Sejauh yang saya tangkap, dari karya dan pribadi Nugroho terlihat kesan ketundukan, kepasrahan total untuk menampung segenap limpahan keindahan yang diberikan Tuhan. Pun di sepanjang acara, Mas dia tidak banyak bicara untuk menjelaskan karyanya. Ia lebih banyak merenung seolah tengah berada dalam situasi refleksi terus menerus demi memaknai proses kreatif yang dilakukannya selama ini. Selanjutnya, ia sepenuhnya menyerahkan hasil karyanya untuk dinikmati dan diapresiasi oleh khalayak.
Sementara itu Bambang Widarso dengan karya lukisnya berjudul Seribu Garis menempuh jalan pengkaryaan yang berbeda. Pelukis yang identik dengan rambut gimbalnya ini menceritakan bahwa proses kreatifnya selalu diawali dengan kekagumannya atas garis. Baginya, garis adalah segalanya. Berawal dari garis, ia melakukan lompatan-lompatan imajinasi yang menerbangkan jiwa dan rasa sampai ke ruang ekstase keindahan yang ia harapkan.
Garis yang bermula dari titik kemudian membentuk bidang dan mewujud sebagai pola lukisan, diibaratkan sebagai saf (barisan) dalam salat berjamaah. Saf yang dimaksud adalah garis yang membentang, membujur, melintang sehingga memunculkan pemaknaan yang –menurut Bambang Widarso– bersifat ambigu. Ketika garis-garis ditumpuk hingga tersusun sebuah pola, di situ ambiguitas muncul. Meskipun demikian, justru ambiguitas inilah yang dicari oleh si perupa. Bagi Bambang, ambiguitas dalam garis adalah ruang imajinasi yang mewujudkan kemerdekaan dan kebebasan diri.
Melihat dua perupa di atas, saya merasakan bahwa proses pengkaryaan dalam kerja-kerja kesenian tidak semata sebuah upaya memunculkan bentuk karya seni rupa dengan standar-standar lukisan yang layak terpampang di sebuah galeri. Namun lebih dalam dari itu, seorang perupa dengan karya-karya yang dilahirkannya adalah serangkaian jalan spiritual suluk untuk mendaki tangga-tangga kesejatian.

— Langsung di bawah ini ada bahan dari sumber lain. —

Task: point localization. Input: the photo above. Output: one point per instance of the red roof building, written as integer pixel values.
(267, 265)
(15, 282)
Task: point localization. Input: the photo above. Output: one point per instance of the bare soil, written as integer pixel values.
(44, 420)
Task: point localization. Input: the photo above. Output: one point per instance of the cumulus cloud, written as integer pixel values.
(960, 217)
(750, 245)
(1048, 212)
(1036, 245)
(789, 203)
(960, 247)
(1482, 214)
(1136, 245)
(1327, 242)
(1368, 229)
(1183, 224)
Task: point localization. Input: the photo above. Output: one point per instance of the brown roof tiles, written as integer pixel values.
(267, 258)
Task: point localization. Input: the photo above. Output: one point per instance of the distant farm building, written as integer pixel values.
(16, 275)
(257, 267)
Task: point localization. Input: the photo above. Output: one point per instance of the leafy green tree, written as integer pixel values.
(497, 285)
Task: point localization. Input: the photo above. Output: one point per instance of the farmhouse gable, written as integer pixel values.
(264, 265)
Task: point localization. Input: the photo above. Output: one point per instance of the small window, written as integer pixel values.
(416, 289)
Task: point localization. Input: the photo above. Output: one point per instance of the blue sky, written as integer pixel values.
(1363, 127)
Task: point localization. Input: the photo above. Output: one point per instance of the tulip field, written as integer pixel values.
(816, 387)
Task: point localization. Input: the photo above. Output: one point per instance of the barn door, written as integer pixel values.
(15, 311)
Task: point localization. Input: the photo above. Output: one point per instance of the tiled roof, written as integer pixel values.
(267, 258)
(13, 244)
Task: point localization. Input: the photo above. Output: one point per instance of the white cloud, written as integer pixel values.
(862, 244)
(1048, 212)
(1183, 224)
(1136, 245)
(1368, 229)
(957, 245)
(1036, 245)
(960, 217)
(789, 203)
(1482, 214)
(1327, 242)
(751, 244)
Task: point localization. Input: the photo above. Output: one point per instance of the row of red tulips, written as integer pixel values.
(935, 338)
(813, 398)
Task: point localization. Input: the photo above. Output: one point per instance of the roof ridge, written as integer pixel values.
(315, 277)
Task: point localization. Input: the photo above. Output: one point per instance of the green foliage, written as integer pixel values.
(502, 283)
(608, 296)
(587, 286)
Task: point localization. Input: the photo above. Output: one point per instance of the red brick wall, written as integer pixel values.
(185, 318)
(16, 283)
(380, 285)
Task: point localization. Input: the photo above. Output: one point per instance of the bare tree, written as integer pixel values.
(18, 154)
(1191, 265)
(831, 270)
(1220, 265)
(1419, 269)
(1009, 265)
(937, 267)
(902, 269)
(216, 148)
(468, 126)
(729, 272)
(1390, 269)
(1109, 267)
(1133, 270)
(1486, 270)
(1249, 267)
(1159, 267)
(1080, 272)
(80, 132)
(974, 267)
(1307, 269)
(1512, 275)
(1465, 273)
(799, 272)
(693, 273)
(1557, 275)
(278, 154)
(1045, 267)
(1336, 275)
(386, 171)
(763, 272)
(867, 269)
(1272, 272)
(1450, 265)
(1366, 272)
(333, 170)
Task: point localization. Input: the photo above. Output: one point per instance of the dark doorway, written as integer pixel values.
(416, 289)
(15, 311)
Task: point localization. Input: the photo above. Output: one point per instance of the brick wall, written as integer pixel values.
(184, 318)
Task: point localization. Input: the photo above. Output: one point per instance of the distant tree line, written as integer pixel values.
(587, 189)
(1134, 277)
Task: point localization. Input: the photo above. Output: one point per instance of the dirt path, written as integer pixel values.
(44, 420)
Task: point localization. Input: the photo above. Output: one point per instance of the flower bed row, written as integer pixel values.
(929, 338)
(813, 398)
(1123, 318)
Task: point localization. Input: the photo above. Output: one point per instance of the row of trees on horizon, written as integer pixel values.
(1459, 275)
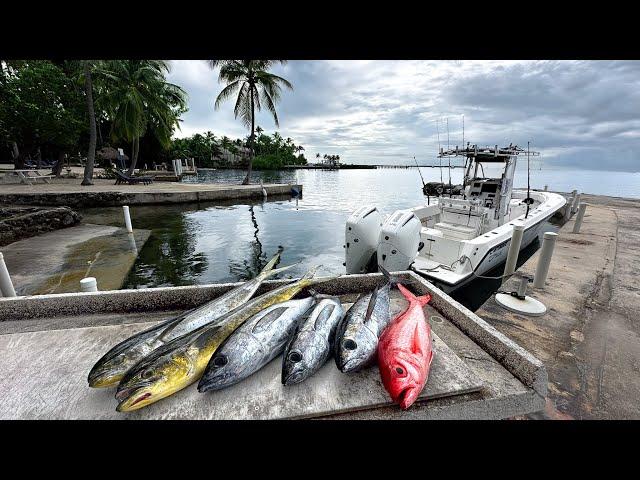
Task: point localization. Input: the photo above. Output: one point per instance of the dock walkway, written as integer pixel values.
(104, 193)
(589, 339)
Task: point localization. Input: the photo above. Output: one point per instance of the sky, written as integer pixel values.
(575, 113)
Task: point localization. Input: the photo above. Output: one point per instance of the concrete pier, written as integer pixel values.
(589, 339)
(105, 194)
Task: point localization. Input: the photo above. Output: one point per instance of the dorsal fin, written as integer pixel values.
(371, 306)
(267, 320)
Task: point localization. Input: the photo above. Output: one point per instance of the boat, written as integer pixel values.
(462, 231)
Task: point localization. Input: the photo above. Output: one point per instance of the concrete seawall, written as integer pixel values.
(109, 195)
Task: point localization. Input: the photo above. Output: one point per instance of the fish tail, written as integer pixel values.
(423, 300)
(273, 262)
(390, 278)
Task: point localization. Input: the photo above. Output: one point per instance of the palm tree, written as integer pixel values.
(255, 86)
(91, 154)
(138, 97)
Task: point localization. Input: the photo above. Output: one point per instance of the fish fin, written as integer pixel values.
(390, 278)
(423, 300)
(371, 306)
(273, 262)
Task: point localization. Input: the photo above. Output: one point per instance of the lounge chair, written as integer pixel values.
(122, 177)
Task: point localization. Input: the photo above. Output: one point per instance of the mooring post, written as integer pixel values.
(544, 260)
(581, 209)
(514, 250)
(127, 218)
(6, 286)
(567, 209)
(89, 284)
(576, 204)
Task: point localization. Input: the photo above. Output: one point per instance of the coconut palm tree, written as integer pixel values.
(255, 87)
(139, 97)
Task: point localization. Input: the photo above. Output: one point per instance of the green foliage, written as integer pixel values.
(40, 104)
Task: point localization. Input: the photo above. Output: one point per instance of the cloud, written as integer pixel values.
(577, 113)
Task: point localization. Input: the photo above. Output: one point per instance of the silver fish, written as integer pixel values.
(312, 344)
(254, 344)
(110, 369)
(357, 336)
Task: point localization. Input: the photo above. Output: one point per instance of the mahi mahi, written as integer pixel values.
(109, 370)
(182, 361)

M. Jadul Maula, pengasuh Pesantren Kaliopak, menutup sesi bedah karya dalam Ngaji Dewa Ruci malam itu dengan menjelaskan bahwa kedua perupa tersebut memiliki kesesuaian dengan semangat pameran Lir-ilir yang sedang berlangsung. Lir-ilir, yang secara terminologis bermakna lir (seperti) dan ilir (kipas), menurut beliau merupakan simbol udara, yang dalam syair ciptaan Kanjeng Sunan Kalijaga dikonotasikan sebagai tiupan rohani yang dihembuskan pada jiwa manusia-manusia Jawa.

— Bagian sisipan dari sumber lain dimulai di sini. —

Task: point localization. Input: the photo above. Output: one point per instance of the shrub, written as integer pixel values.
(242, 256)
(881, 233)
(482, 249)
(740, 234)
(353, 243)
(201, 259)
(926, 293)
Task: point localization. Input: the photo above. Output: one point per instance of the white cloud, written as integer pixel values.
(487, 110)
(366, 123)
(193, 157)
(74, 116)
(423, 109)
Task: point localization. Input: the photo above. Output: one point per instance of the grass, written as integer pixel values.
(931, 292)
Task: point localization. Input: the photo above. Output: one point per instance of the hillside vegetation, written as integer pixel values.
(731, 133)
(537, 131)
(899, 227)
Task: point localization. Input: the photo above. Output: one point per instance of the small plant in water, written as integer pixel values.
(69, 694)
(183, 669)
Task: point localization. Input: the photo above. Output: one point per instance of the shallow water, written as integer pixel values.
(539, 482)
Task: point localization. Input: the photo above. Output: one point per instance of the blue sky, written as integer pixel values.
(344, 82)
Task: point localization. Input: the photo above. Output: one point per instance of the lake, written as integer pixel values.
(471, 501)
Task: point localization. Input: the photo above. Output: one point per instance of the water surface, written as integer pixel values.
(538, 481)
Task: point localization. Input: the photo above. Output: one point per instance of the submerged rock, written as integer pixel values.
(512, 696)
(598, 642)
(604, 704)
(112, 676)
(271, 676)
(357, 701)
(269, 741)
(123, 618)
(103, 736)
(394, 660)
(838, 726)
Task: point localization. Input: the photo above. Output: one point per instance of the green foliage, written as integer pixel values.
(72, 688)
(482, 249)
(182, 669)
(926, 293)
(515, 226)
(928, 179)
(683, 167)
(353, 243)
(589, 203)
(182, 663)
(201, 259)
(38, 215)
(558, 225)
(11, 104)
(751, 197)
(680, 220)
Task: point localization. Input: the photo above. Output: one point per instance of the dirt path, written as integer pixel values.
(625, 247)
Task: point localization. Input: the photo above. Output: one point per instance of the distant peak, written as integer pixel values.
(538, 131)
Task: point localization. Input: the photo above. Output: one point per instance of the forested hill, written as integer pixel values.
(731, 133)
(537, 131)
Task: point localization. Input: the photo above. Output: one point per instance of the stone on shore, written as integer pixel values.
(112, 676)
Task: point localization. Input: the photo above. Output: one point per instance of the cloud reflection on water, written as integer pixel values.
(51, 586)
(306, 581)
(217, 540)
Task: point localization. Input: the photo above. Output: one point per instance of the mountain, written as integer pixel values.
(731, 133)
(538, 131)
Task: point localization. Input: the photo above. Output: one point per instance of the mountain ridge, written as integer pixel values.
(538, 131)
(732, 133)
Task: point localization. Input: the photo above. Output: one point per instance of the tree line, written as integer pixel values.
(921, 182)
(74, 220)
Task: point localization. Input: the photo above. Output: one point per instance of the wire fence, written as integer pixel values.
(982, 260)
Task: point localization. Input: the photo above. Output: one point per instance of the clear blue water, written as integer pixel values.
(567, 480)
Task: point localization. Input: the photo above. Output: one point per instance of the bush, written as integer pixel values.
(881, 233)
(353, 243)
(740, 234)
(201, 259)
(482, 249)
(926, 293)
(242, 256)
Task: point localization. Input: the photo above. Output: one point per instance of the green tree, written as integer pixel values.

Dengan isyarat dan makna demikian, proses kreatif dari kedua perupa tersebut menurut Kiai Jadul berangkat dari jalan yang berbeda meskipun pada akhirnya menuju capaian dan tujuan yang sama. Nugroho, dengan ketidaktahuannya, menerima dengan sadar apa saja yang diberikan Tuhan yang Maha Mengetahui sehingga melahirkan karya-karya pahatan batu yang tereja sebagai nama-nama Tuhan yang ia kenal.

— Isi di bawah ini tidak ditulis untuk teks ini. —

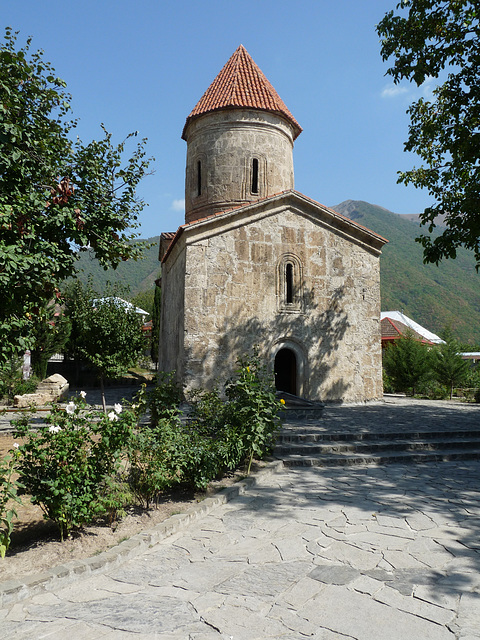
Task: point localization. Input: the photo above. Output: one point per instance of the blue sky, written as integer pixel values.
(142, 66)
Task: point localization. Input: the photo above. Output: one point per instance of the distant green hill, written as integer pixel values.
(136, 276)
(433, 296)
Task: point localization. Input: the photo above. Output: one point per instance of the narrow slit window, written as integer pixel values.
(255, 175)
(199, 178)
(289, 283)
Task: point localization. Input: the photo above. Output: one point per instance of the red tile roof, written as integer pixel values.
(241, 84)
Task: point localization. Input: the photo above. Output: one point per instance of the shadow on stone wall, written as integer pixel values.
(318, 334)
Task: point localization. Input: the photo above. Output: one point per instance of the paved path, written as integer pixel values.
(359, 553)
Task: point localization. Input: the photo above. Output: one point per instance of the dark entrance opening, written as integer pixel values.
(286, 371)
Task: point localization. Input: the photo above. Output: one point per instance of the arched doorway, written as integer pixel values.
(286, 371)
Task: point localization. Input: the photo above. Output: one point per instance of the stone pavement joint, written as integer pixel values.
(358, 553)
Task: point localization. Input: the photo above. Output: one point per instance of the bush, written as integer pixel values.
(8, 493)
(64, 464)
(12, 383)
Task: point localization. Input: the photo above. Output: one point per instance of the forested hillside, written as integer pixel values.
(135, 276)
(433, 296)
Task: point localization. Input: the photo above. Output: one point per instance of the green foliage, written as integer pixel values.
(63, 465)
(424, 40)
(12, 382)
(112, 339)
(156, 312)
(448, 366)
(50, 332)
(253, 407)
(105, 333)
(8, 494)
(84, 464)
(407, 364)
(56, 198)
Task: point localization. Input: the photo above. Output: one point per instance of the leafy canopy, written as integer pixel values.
(407, 363)
(57, 197)
(427, 39)
(449, 367)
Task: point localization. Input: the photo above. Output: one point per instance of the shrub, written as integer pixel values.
(8, 494)
(253, 408)
(11, 380)
(64, 464)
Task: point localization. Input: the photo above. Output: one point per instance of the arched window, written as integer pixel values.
(255, 175)
(289, 283)
(199, 178)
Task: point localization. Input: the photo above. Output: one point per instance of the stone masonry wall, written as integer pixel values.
(233, 300)
(171, 342)
(225, 143)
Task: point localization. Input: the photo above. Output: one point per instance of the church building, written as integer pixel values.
(258, 264)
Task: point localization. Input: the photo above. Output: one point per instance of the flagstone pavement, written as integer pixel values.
(361, 553)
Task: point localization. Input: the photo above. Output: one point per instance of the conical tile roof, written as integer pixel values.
(241, 84)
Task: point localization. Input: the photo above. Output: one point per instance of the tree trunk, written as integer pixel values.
(102, 387)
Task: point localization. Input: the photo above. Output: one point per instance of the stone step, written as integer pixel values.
(316, 435)
(387, 457)
(311, 448)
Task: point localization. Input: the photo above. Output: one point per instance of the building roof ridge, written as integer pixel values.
(241, 84)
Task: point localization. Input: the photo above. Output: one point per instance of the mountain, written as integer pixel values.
(433, 296)
(135, 276)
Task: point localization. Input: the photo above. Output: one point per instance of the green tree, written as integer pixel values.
(407, 363)
(448, 365)
(156, 322)
(108, 332)
(57, 197)
(50, 333)
(426, 38)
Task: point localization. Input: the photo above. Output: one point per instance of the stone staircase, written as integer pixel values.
(309, 445)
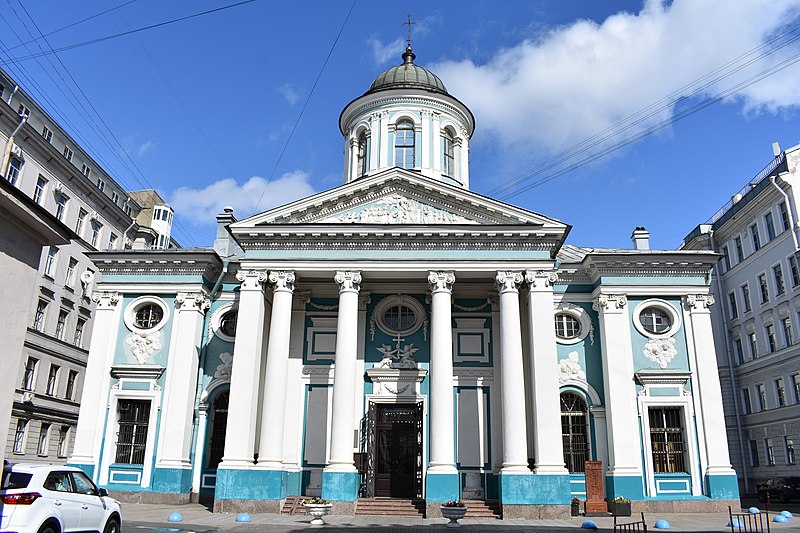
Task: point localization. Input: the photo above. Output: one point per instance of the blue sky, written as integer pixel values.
(203, 107)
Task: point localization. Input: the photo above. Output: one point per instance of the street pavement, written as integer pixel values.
(146, 518)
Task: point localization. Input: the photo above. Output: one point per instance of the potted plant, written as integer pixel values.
(620, 506)
(454, 511)
(317, 508)
(575, 507)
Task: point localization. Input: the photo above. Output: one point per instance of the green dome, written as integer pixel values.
(407, 75)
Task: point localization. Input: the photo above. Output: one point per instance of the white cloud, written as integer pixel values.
(195, 205)
(553, 90)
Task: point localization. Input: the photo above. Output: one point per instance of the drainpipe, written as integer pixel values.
(9, 144)
(731, 374)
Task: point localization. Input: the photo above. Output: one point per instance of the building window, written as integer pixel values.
(404, 144)
(50, 262)
(14, 168)
(739, 249)
(29, 375)
(666, 438)
(732, 305)
(19, 436)
(762, 285)
(39, 316)
(448, 155)
(574, 431)
(134, 416)
(780, 392)
(784, 216)
(61, 324)
(746, 297)
(44, 438)
(770, 226)
(38, 191)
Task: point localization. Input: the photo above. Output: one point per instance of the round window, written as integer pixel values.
(567, 326)
(148, 316)
(655, 320)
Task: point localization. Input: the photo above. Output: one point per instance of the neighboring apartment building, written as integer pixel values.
(757, 319)
(46, 164)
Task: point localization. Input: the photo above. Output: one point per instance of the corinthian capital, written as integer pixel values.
(441, 281)
(507, 281)
(348, 281)
(282, 280)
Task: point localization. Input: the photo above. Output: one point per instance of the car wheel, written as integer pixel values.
(112, 526)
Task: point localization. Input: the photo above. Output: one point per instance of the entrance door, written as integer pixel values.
(396, 450)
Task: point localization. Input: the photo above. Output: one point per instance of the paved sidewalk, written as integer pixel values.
(196, 518)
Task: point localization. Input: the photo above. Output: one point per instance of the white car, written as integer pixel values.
(39, 498)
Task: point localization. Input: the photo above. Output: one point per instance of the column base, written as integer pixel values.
(340, 486)
(441, 487)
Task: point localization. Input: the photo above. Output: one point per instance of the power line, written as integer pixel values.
(114, 36)
(305, 104)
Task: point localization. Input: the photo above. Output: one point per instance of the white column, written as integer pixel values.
(240, 436)
(706, 381)
(624, 443)
(175, 434)
(548, 446)
(91, 418)
(344, 378)
(442, 440)
(512, 386)
(270, 449)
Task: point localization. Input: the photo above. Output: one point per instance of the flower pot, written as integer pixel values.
(454, 514)
(317, 511)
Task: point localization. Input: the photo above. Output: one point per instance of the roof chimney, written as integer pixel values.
(640, 238)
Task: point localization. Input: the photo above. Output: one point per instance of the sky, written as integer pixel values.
(604, 115)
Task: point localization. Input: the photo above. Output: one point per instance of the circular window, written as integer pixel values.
(567, 326)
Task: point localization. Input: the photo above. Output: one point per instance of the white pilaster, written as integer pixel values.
(624, 444)
(248, 350)
(344, 380)
(273, 411)
(547, 442)
(175, 434)
(706, 383)
(441, 373)
(512, 386)
(91, 418)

Sementara itu, Bambang Widarso dengan semangat cintanya terhadap garis, menggali dan merefleksikan goresan-goresan garis demi mencapai ekstase dalam ruang ilahiah Ar-Robb Sang Maha Cinta. Melalui berbagai jalur suluk itu, Lir-ilir sebagai sumber inspirasi menemukan fungsi estetisnya untuk menghembuskan udara cinta ke setiap jiwa manusia.